Axel menatap Diandra dan tahu betapa keras kepalanya perempuan ini, dia mendesah dan menghela napas panjang,

“Oke. Baiklah, asal kuberitahu, asalkan kau izinkan aku mendampingimu ke sana.”

***


“Apartemen Rangga?”

Reno menatap mama Nana dengan ragu. Itu adalah informasi yang tidak pernah diberitahukan kepadanya oleh Nana.

Mama Nana melempar pandang ke arah Nirina, dan Nirina menganggukkan kepalanya,

“Itu adalah warisan Rangga untuk Nana..... hanya saja sejak kecelakaan itu, Nana sama sekali tidak pernah mengunjunginya, aku rasa dia terlalu sedih untuk ke sana, seluruh tempat itu menyimpan kenangannya dengan Rangga.” Lanjut mama Nana kemudian,

Reno tertegun. Tempat kenangan Nana dengan Rangga, dia lalu bertanya-tanya ke dalam benaknya sendiri. Bagaimana dengan dia? Mampukah dia datang ke sana? Kemudian melihat tempat kenangan Nana dengan Rangga? Tempat pribadi Nana dengan Rangga yang bahkan tidak dibagi Nana bersamanya?

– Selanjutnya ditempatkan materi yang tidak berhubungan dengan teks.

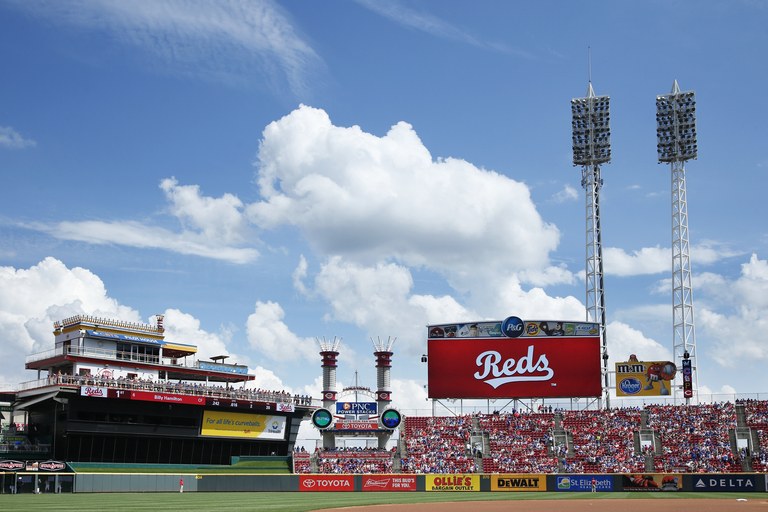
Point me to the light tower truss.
[656,80,699,402]
[571,81,611,407]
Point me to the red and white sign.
[131,391,205,405]
[299,475,355,492]
[80,386,108,398]
[363,475,416,491]
[427,336,602,398]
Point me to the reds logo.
[474,345,555,389]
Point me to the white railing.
[26,346,172,366]
[12,374,321,407]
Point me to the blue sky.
[0,0,768,428]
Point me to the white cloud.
[246,301,318,361]
[603,246,672,277]
[9,0,322,95]
[603,240,738,277]
[605,322,672,368]
[164,309,231,364]
[248,106,559,278]
[391,379,432,416]
[0,126,37,149]
[160,178,250,245]
[0,257,141,388]
[695,254,768,368]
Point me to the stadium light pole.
[656,80,699,403]
[571,80,611,408]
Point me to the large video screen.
[427,317,602,398]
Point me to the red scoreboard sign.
[427,317,602,398]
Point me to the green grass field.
[0,492,768,512]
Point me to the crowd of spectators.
[736,400,768,472]
[293,447,312,473]
[645,402,743,473]
[317,447,392,474]
[401,416,477,473]
[560,408,645,473]
[48,373,312,405]
[478,409,560,473]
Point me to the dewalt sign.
[491,474,547,491]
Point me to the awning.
[13,390,59,411]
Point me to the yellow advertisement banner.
[424,475,480,491]
[616,361,677,396]
[200,411,285,439]
[621,473,683,491]
[491,474,547,492]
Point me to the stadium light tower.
[571,80,611,407]
[656,80,699,402]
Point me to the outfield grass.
[0,492,766,512]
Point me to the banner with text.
[621,473,683,491]
[424,475,480,491]
[200,411,286,439]
[299,475,355,492]
[491,474,547,491]
[363,475,416,491]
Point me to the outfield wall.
[0,471,768,494]
[69,473,768,492]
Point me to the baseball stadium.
[0,76,768,512]
[0,316,768,510]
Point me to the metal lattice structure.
[571,81,611,407]
[656,80,699,401]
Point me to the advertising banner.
[200,411,285,439]
[299,475,355,492]
[491,474,547,492]
[80,386,109,398]
[693,474,765,492]
[621,473,682,491]
[616,360,677,396]
[363,475,416,492]
[336,402,377,415]
[0,460,25,471]
[427,336,602,398]
[424,475,480,491]
[130,390,205,405]
[556,475,613,492]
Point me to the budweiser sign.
[427,336,602,398]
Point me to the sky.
[0,0,768,440]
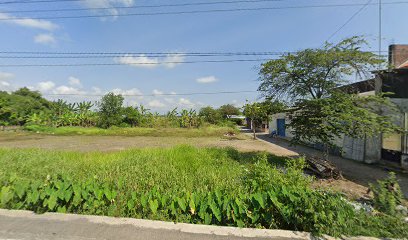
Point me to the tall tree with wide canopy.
[259,37,399,158]
[258,37,383,100]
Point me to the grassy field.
[24,125,239,137]
[0,146,260,194]
[0,145,408,237]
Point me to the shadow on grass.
[225,147,289,166]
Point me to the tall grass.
[24,125,238,137]
[0,146,408,238]
[0,146,262,194]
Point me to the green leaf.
[210,201,221,222]
[0,186,13,207]
[188,198,196,215]
[126,199,135,210]
[64,189,72,202]
[103,188,112,201]
[140,195,147,208]
[57,206,67,213]
[177,198,187,212]
[253,193,266,209]
[149,199,159,214]
[14,182,26,199]
[47,192,58,210]
[204,213,212,225]
[30,189,40,205]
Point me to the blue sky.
[0,0,408,112]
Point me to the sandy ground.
[0,129,408,198]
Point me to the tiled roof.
[397,60,408,68]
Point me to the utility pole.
[378,0,382,70]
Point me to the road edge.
[0,209,313,239]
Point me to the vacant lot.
[0,129,296,156]
[0,144,408,237]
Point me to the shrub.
[370,172,403,215]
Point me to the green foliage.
[198,106,222,124]
[218,104,241,119]
[0,146,408,238]
[180,109,202,128]
[259,37,383,100]
[288,92,399,156]
[98,93,124,128]
[24,122,239,138]
[244,102,268,139]
[370,172,403,215]
[0,88,50,125]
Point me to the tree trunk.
[251,119,256,140]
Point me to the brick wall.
[388,44,408,67]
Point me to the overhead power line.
[0,0,83,5]
[0,51,292,56]
[0,59,270,67]
[42,90,257,97]
[0,52,285,59]
[326,0,372,42]
[0,1,408,21]
[0,0,285,13]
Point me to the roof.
[397,60,408,69]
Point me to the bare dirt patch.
[0,132,408,199]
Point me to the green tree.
[259,37,398,158]
[244,102,268,139]
[98,93,124,128]
[288,92,400,159]
[123,106,142,127]
[0,88,51,125]
[198,106,222,124]
[258,37,383,100]
[218,104,241,119]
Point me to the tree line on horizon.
[0,87,242,128]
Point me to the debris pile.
[306,156,343,179]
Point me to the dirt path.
[0,132,295,156]
[0,132,408,198]
[258,134,408,198]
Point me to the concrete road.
[0,209,311,240]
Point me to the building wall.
[388,44,408,67]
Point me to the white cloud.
[81,0,134,20]
[92,87,102,94]
[196,76,218,83]
[111,88,143,99]
[34,33,57,45]
[0,80,12,91]
[164,98,176,103]
[36,81,55,92]
[164,54,185,68]
[113,54,159,68]
[0,72,14,80]
[0,12,59,31]
[52,85,86,94]
[147,99,166,108]
[178,98,195,108]
[68,76,82,88]
[0,72,14,91]
[113,54,185,68]
[152,89,163,95]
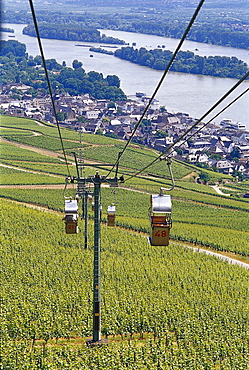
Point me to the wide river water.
[2,23,249,129]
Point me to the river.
[2,23,249,129]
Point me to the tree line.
[1,8,249,49]
[23,24,125,45]
[114,46,248,78]
[0,40,126,101]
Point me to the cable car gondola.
[63,199,79,234]
[149,158,175,246]
[150,189,172,245]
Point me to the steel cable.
[29,0,71,177]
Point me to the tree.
[56,112,67,122]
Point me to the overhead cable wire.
[171,87,249,153]
[29,0,71,177]
[107,0,205,176]
[125,71,249,181]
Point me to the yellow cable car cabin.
[63,199,79,234]
[150,192,172,246]
[107,205,116,226]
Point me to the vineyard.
[1,201,249,370]
[0,116,249,370]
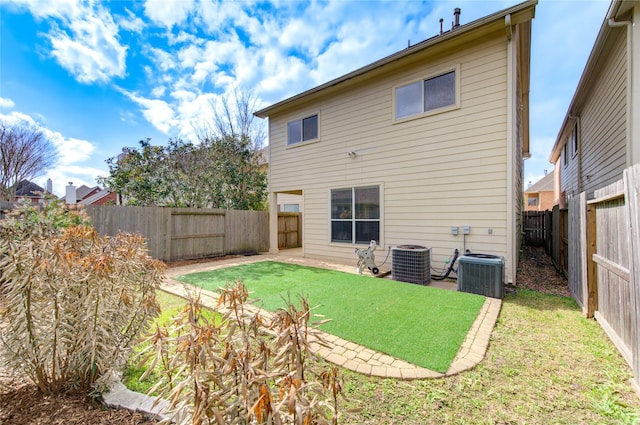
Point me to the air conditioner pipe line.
[431,248,460,280]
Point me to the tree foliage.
[0,199,164,394]
[0,117,57,201]
[99,136,267,210]
[98,89,267,210]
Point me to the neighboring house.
[256,1,537,282]
[78,189,120,205]
[14,179,46,204]
[76,184,102,202]
[549,0,640,207]
[524,173,555,211]
[62,182,120,205]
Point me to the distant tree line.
[0,120,57,202]
[98,91,267,210]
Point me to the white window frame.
[285,112,320,147]
[391,64,460,123]
[328,183,384,246]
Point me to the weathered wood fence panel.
[278,212,302,249]
[522,211,551,246]
[587,180,633,364]
[86,205,269,261]
[624,165,640,394]
[225,210,269,254]
[568,164,640,392]
[561,193,587,313]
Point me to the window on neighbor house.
[395,70,456,119]
[287,114,318,145]
[331,186,380,244]
[569,123,578,157]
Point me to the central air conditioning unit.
[391,245,431,285]
[458,254,504,298]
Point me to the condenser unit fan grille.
[458,254,504,298]
[391,245,431,285]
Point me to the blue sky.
[0,0,609,195]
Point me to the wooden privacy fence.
[278,212,302,249]
[568,165,640,388]
[85,205,269,261]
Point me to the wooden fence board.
[623,165,640,394]
[567,193,587,313]
[86,205,269,261]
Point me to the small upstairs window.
[287,114,318,145]
[395,70,457,120]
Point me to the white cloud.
[49,11,127,83]
[0,97,16,109]
[116,8,145,32]
[144,0,194,29]
[118,88,179,134]
[6,0,127,83]
[0,111,95,182]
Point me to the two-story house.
[256,0,537,282]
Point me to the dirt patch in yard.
[516,246,571,297]
[0,243,569,425]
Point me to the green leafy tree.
[98,90,267,210]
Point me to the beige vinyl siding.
[270,35,508,269]
[561,30,627,198]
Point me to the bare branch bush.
[0,200,164,393]
[146,282,342,425]
[0,121,57,202]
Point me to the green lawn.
[175,261,484,372]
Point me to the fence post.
[581,203,598,317]
[623,164,640,395]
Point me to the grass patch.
[175,261,484,372]
[341,290,640,425]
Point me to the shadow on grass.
[503,288,580,311]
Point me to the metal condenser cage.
[391,245,431,285]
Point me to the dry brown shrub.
[141,282,341,425]
[0,200,164,393]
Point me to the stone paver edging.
[161,255,502,380]
[103,255,502,419]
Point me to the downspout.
[565,115,584,193]
[504,15,521,285]
[607,15,633,167]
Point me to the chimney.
[453,7,460,28]
[65,182,77,205]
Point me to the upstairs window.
[331,186,380,244]
[395,70,456,119]
[287,114,318,145]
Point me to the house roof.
[76,184,101,200]
[549,0,634,163]
[254,0,538,123]
[16,179,45,198]
[78,186,111,205]
[524,173,553,193]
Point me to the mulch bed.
[0,246,570,425]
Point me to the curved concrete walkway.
[161,250,502,380]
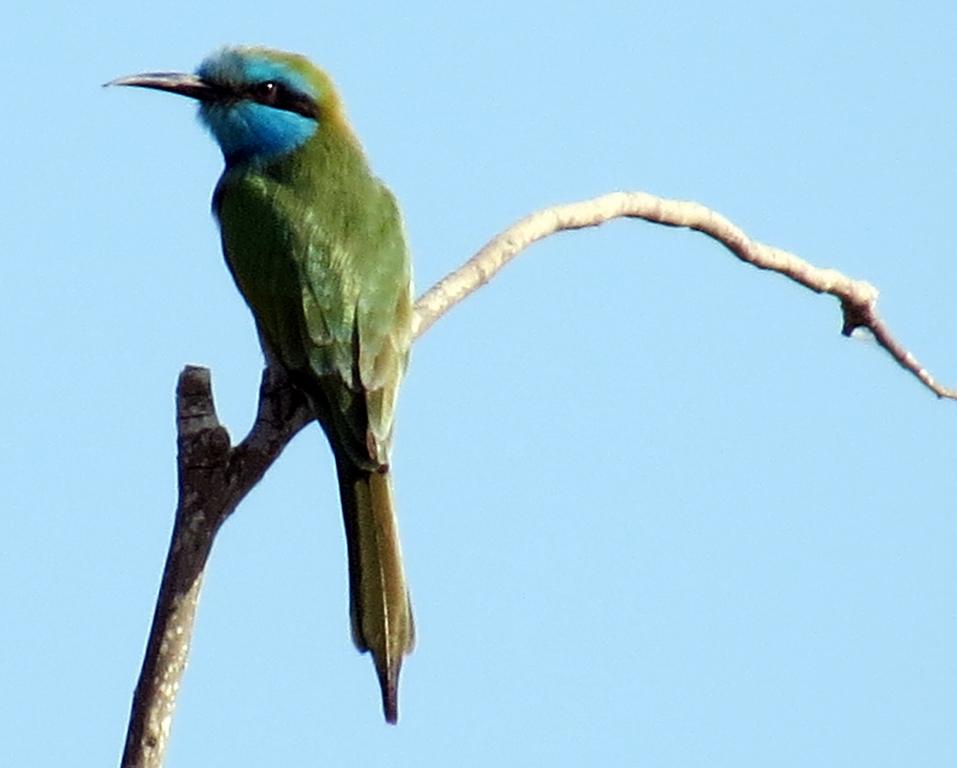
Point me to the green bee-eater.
[113,48,414,722]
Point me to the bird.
[107,46,415,723]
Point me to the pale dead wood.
[122,192,957,768]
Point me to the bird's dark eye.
[253,80,280,104]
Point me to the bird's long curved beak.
[103,72,218,101]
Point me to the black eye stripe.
[241,80,319,120]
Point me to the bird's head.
[107,47,345,163]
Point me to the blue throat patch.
[196,48,318,164]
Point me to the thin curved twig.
[122,192,957,768]
[413,192,957,400]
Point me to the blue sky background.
[0,0,957,768]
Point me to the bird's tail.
[336,457,415,723]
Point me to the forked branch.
[122,192,957,768]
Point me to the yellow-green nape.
[196,45,342,114]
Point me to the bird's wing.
[214,170,412,467]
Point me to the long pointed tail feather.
[336,458,415,723]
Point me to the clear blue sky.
[0,0,957,768]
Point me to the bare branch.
[413,192,957,399]
[121,366,312,768]
[122,192,957,768]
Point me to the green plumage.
[214,55,414,721]
[114,48,414,722]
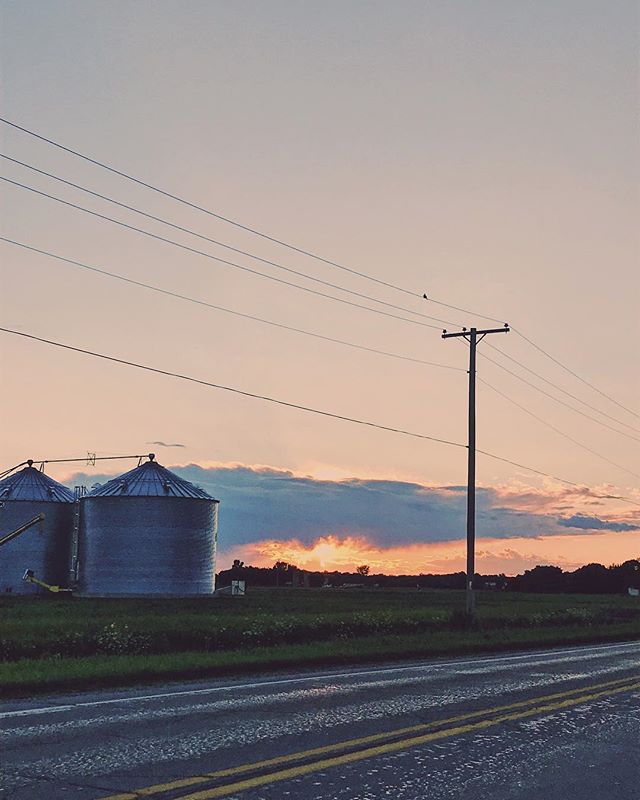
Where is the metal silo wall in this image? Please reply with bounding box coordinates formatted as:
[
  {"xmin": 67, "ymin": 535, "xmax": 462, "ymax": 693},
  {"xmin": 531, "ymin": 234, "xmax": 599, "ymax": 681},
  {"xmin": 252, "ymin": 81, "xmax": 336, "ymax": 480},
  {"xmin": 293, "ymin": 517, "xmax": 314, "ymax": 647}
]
[
  {"xmin": 0, "ymin": 500, "xmax": 74, "ymax": 594},
  {"xmin": 78, "ymin": 497, "xmax": 217, "ymax": 596}
]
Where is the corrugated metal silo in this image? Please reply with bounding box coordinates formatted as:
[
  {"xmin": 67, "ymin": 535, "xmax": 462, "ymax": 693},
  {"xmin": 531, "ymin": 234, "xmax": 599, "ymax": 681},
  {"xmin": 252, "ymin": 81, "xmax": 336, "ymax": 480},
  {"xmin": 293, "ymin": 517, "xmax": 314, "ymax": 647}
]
[
  {"xmin": 78, "ymin": 454, "xmax": 218, "ymax": 596},
  {"xmin": 0, "ymin": 461, "xmax": 73, "ymax": 594}
]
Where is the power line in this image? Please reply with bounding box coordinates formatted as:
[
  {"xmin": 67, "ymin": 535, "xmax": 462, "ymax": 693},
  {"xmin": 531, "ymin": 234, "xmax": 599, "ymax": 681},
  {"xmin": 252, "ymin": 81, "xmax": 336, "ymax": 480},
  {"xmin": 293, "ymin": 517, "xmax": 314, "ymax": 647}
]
[
  {"xmin": 478, "ymin": 376, "xmax": 640, "ymax": 478},
  {"xmin": 0, "ymin": 153, "xmax": 455, "ymax": 325},
  {"xmin": 0, "ymin": 327, "xmax": 466, "ymax": 449},
  {"xmin": 5, "ymin": 117, "xmax": 640, "ymax": 418},
  {"xmin": 0, "ymin": 175, "xmax": 440, "ymax": 330},
  {"xmin": 480, "ymin": 353, "xmax": 640, "ymax": 442},
  {"xmin": 0, "ymin": 327, "xmax": 640, "ymax": 505},
  {"xmin": 0, "ymin": 117, "xmax": 420, "ymax": 304},
  {"xmin": 487, "ymin": 342, "xmax": 640, "ymax": 433},
  {"xmin": 0, "ymin": 236, "xmax": 465, "ymax": 372},
  {"xmin": 513, "ymin": 328, "xmax": 640, "ymax": 419}
]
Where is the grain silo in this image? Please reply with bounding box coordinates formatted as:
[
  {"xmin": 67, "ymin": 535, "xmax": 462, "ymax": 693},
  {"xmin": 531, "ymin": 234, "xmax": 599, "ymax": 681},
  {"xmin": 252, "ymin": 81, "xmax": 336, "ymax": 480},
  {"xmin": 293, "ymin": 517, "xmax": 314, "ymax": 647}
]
[
  {"xmin": 78, "ymin": 454, "xmax": 218, "ymax": 597},
  {"xmin": 0, "ymin": 461, "xmax": 74, "ymax": 594}
]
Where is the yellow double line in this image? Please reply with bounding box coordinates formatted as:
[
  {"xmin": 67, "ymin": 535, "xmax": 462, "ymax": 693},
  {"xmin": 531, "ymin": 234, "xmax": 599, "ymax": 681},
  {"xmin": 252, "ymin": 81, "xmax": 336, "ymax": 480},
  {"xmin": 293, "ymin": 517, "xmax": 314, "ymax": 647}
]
[{"xmin": 101, "ymin": 676, "xmax": 640, "ymax": 800}]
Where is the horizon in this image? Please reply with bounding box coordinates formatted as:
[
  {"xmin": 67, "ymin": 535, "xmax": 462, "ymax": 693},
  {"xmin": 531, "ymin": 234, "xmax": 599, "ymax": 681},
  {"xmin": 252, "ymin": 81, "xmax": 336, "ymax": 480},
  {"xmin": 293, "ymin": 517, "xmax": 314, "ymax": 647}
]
[{"xmin": 0, "ymin": 0, "xmax": 640, "ymax": 584}]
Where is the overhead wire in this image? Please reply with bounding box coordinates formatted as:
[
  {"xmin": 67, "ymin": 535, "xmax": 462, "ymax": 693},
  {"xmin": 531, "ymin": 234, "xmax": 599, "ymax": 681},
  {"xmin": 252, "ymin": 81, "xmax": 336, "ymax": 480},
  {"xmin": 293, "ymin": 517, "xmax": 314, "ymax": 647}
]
[
  {"xmin": 478, "ymin": 351, "xmax": 640, "ymax": 442},
  {"xmin": 512, "ymin": 327, "xmax": 640, "ymax": 419},
  {"xmin": 486, "ymin": 342, "xmax": 640, "ymax": 433},
  {"xmin": 0, "ymin": 175, "xmax": 440, "ymax": 330},
  {"xmin": 0, "ymin": 153, "xmax": 455, "ymax": 325},
  {"xmin": 0, "ymin": 327, "xmax": 467, "ymax": 449},
  {"xmin": 0, "ymin": 117, "xmax": 640, "ymax": 418},
  {"xmin": 476, "ymin": 375, "xmax": 640, "ymax": 478},
  {"xmin": 0, "ymin": 236, "xmax": 465, "ymax": 372},
  {"xmin": 0, "ymin": 327, "xmax": 640, "ymax": 506},
  {"xmin": 0, "ymin": 117, "xmax": 420, "ymax": 304}
]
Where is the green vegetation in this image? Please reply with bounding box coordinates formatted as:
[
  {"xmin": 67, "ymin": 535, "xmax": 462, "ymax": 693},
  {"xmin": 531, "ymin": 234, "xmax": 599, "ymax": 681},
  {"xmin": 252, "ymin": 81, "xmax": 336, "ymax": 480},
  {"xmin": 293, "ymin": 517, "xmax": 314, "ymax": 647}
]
[{"xmin": 0, "ymin": 588, "xmax": 640, "ymax": 696}]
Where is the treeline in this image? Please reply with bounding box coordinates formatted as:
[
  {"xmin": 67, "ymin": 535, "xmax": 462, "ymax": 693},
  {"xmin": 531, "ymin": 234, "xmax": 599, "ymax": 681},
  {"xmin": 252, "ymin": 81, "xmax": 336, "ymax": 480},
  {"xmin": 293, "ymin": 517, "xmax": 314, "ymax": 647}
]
[{"xmin": 216, "ymin": 559, "xmax": 640, "ymax": 594}]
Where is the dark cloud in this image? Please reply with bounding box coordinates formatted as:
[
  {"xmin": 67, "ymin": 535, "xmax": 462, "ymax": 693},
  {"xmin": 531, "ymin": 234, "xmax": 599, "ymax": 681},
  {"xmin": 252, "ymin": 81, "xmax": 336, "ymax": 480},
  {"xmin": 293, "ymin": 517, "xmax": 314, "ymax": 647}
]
[
  {"xmin": 558, "ymin": 514, "xmax": 640, "ymax": 532},
  {"xmin": 63, "ymin": 464, "xmax": 640, "ymax": 550}
]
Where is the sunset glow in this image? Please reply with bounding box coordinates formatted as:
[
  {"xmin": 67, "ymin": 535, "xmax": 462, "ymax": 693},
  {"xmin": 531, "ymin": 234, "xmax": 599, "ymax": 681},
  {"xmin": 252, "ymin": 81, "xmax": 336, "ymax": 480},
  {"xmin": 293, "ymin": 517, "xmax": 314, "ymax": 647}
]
[{"xmin": 220, "ymin": 533, "xmax": 640, "ymax": 575}]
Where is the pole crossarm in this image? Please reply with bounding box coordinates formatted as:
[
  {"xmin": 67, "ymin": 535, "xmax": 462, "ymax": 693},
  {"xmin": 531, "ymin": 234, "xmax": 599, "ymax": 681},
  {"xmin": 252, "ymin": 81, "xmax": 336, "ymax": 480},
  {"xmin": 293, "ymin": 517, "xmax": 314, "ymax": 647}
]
[
  {"xmin": 442, "ymin": 322, "xmax": 509, "ymax": 621},
  {"xmin": 442, "ymin": 322, "xmax": 511, "ymax": 340}
]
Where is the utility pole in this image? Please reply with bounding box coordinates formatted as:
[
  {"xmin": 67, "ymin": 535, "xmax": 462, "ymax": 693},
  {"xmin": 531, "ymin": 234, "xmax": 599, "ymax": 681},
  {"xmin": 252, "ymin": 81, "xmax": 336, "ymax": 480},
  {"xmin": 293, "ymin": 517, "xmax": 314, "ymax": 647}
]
[{"xmin": 442, "ymin": 322, "xmax": 509, "ymax": 620}]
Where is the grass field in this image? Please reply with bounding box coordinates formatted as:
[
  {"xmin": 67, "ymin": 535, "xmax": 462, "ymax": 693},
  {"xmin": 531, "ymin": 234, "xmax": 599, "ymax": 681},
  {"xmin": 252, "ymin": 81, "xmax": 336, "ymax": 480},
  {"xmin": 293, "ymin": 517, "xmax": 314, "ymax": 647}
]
[{"xmin": 0, "ymin": 589, "xmax": 640, "ymax": 696}]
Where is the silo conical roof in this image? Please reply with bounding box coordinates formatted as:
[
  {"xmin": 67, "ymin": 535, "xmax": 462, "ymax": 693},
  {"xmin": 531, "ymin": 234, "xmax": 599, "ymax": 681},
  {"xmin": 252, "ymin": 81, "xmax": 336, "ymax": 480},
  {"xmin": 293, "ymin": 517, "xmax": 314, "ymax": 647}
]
[
  {"xmin": 87, "ymin": 458, "xmax": 213, "ymax": 500},
  {"xmin": 0, "ymin": 464, "xmax": 73, "ymax": 503}
]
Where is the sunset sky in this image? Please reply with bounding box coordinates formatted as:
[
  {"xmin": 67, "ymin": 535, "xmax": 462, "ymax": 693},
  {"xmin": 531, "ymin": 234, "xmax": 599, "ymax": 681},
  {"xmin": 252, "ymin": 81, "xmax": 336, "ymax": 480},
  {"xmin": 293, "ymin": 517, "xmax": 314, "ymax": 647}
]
[{"xmin": 0, "ymin": 0, "xmax": 640, "ymax": 573}]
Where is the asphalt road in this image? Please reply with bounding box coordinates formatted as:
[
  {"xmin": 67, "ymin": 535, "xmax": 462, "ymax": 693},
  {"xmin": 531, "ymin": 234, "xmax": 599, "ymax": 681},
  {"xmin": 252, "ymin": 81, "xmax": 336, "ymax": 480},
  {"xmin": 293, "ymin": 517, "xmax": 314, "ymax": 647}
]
[{"xmin": 0, "ymin": 642, "xmax": 640, "ymax": 800}]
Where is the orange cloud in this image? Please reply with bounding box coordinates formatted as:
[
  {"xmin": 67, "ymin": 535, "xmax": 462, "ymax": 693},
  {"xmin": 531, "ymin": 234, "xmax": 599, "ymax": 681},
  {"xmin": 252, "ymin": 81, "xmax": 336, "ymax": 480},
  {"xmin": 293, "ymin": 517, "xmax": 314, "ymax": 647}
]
[{"xmin": 224, "ymin": 532, "xmax": 640, "ymax": 575}]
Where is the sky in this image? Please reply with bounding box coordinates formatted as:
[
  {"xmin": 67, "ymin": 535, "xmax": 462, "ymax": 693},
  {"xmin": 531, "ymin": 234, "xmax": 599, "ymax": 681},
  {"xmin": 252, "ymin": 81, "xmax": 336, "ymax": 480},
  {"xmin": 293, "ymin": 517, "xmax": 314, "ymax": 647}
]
[{"xmin": 0, "ymin": 0, "xmax": 640, "ymax": 572}]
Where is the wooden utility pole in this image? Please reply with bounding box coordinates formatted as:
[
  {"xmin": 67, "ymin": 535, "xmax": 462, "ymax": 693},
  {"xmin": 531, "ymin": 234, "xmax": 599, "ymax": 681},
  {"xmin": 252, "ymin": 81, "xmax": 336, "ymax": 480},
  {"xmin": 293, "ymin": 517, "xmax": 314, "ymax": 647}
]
[{"xmin": 442, "ymin": 322, "xmax": 509, "ymax": 620}]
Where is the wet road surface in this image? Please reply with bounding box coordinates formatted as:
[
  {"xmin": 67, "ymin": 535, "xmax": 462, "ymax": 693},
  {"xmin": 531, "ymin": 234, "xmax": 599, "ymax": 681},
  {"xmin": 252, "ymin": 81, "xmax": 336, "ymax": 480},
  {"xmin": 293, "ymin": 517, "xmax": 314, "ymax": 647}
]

Tiba-tiba saja Reno merasakan cemburu yang mengusik hatinya, perasaan cemburu yang membuatnya merasa seperti orang ketiga, disingkirkan di luar lingkaran, sendirian.

“Saya akan ke sana.” Reno beranjak berdiri, merasakan jantungnya berdenyut kencang, “Semoga Nana ada di sana.”

“Kabari kami ya.” Mama Nana ikut beranjak, mengantarkan Reno sampai ke depan.

Setelah mobil Reno, mama Nana dan Nirina saling berpandangan, lalu keduanya menghela napas panjang.

***

“Di sini tempatnya.” Axel menatap layar GPS di mobilnya kemudian menoleh ke arah Diandra di sampingnya.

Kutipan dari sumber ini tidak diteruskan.